“I feel so strongly about the power for good that Hollywood has. I believe its influence is not only national but international.” –George Murphy
Hollywood musicals feature a wide array of performers who excelled in singing and dancing. George Murphy was one of many actors who excelled as a popular musical star, appearing in various Hollywood musicals with other top musical peers of his day. Later, he would enter into a political career as a U.S. Senator representing California, making him the first U.S. actor to be elected into statewide office, in addition to being the sole U.S. Senator with a star on the Walk of Fame.
George Lloyd Murphy was born on July 4, 1902, in New Haven, Connecticut, to Michael and Nora Murphy. His father worked as an athletic coach. Murphy was raised in the Irish Catholic tradition while attending Trinity-Pawling School, Peddie School, and later, Yale University.
During his educational career, Murphy took on several odd jobs. He secured work making tools for Ford Motor Company, and also had experience in real estate, mining, and dancing in local night clubs.
By 1926, Murphy had left Yale to pursue a career in entertainment. He married Juliet Henkel in 1926, and the two partnered together as a song-and-dance act on Broadway, residing at the Algonquin Hotel. In 1934, Juliet retired from the business to raise their family, prompting Murphy to explore a career in films. The couple would have two children, Dennis and Melissa, and remained together until Juliet’s passing in 1973.
In Hollywood, Murphy appeared in many popular musicals, including Broadway Melody of 1938 (1937), Broadway Melody of 1940 (1940), and For Me and My Gal (1942). In addition to musicals, he also appeared in comedies, such as Kid Millions (1934), The Public Menace (1935), and Hold That Co-ed (1938). During World War II, he dedicated time to organizing entertainment events for U.S. troops.

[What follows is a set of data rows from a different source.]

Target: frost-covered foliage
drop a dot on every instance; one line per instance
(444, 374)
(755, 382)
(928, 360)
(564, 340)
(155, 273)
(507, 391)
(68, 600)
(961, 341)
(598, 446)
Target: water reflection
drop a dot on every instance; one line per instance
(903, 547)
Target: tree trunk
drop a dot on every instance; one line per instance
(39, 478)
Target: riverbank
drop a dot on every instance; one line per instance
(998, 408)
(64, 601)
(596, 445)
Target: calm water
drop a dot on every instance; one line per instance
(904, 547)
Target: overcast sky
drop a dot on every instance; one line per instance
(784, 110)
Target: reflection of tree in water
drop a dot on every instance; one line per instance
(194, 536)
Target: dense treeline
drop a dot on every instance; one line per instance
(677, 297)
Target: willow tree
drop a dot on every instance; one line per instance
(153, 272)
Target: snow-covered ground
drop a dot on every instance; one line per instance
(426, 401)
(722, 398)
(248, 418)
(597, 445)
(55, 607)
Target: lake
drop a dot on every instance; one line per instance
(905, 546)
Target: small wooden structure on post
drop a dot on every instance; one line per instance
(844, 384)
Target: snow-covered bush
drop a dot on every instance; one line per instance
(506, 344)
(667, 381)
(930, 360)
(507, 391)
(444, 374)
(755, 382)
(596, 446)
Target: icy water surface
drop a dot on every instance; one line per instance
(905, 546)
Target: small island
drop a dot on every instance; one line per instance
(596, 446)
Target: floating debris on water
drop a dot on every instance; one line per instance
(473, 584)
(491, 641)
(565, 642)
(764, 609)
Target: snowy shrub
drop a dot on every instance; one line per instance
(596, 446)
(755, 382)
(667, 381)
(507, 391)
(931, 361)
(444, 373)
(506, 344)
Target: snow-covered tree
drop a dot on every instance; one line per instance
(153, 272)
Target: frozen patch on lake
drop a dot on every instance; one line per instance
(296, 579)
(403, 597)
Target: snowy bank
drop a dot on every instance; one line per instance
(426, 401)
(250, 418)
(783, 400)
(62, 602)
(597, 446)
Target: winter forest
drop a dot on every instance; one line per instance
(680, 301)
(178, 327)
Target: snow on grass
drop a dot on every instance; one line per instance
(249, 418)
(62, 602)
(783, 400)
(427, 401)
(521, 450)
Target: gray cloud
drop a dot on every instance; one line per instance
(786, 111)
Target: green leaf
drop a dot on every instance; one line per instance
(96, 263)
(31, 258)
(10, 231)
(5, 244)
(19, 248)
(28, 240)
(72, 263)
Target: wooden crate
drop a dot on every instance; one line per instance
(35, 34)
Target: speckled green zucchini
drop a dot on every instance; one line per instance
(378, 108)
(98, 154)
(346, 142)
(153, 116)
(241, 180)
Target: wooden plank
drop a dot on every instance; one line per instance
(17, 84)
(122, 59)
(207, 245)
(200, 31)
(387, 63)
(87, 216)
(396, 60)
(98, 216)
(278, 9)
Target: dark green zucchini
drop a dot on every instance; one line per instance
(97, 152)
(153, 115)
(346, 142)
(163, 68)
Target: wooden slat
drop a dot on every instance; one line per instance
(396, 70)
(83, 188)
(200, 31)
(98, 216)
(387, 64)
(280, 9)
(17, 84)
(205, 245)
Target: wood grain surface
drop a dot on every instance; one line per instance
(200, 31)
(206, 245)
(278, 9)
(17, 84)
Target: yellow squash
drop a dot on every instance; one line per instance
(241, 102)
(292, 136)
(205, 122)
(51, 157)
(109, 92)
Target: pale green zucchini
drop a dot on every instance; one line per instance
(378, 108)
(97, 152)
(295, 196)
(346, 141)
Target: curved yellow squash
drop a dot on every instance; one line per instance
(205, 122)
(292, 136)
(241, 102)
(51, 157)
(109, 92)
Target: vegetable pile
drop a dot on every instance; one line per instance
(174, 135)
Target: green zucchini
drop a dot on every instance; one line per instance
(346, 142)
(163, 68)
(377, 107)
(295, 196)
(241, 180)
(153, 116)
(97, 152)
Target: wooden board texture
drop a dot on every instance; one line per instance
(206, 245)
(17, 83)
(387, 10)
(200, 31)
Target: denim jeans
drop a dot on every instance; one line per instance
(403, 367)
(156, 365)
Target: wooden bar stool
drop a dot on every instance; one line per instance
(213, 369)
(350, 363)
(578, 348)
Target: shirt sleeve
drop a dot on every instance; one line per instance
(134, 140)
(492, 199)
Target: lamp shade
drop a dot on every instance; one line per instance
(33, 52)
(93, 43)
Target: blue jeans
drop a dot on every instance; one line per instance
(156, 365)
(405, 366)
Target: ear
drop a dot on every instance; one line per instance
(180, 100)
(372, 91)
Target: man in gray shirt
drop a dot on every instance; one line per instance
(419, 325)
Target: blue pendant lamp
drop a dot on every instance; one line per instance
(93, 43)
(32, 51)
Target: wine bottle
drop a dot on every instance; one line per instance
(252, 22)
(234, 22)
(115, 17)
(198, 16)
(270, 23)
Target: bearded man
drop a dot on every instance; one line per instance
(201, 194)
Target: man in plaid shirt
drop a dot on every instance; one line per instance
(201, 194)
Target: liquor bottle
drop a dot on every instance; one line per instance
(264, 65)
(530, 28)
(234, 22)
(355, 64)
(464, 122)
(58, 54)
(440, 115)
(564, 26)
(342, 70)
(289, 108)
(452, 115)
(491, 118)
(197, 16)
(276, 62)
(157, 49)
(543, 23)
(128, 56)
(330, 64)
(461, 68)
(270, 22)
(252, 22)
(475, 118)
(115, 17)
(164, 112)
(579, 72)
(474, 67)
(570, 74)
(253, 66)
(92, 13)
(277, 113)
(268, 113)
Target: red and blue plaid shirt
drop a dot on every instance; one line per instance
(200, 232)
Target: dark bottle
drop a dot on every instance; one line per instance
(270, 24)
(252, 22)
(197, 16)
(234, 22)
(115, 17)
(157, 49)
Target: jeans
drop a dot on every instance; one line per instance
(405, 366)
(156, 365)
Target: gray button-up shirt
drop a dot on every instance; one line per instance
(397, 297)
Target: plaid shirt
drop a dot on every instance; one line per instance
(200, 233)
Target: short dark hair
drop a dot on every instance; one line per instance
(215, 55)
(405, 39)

Murphy served as president of the Screen Actors guild from 1944-1946, in addition to serving as Vice President of Desilu Productions and Technicolor. By the 1950s, Murphy retired from the film industry and received an honorary Academy Award.
Murphy transitioned to a political career in 1953 when he became the director of entertainment for the Eisenhower-Nixon inauguration. He would reprise his role as director of entertainment in 1957 and 1961 before being elected as a Republican Senator in 1964. Murphy represented the state of California from 1965 to 1971. During his term, he was diagnosed with throat cancer, leading to the removal of a portion of his larynx. As a result of the procedure, he could only speak just above a whisper. Though Murphy ran for reelection, he lost to Democratic Senator John V. Tunney.
After his time as a Senator, Murphy moved to Palm Beach, Florida. He passed away on May 3, 1992, from leukemia. Murphy was 89 years old and was survived by his second wife, Bette.
Today, several locations of relevance to Murphy remain.
The Trinity-Pawling School stands 700 NY-22 in Pawling, New York.
The Peddie School also remains a boarding school at 201 S. Main St. in Highstown, New Jersey.
Of course, Yale University, also continues as a private Ivy League research university in New Haven, Connecticut.
In 1928, Murphy and Juliet were residing at the Algonquin Hotel. Today, it remains a historic hotel at 59 W. 44th St. in New York.
By 1940, he and Juliet were living at 615 N Oakhurst Dr. in Beverly Hills, California. The original home still stands and is a private residence.
Murphy also has a star on the Hollywood Walk of Fame, located on the the West side of the 1600 Vine St. block.
Interestingly, a fun tradition that Murphy started as a Senator does live on in Washington, D.C. Murphy created the “candy desk” by placing a box of confections atop his Senate desk. Once his term came to an end, the candy desk duties were passed on to a variety of successors in the Senate. Currently, Senator Pat Toomey continues the candy desk tradition.
Today, Murphy continues to be celebrated through his filmography and skills as a dancer.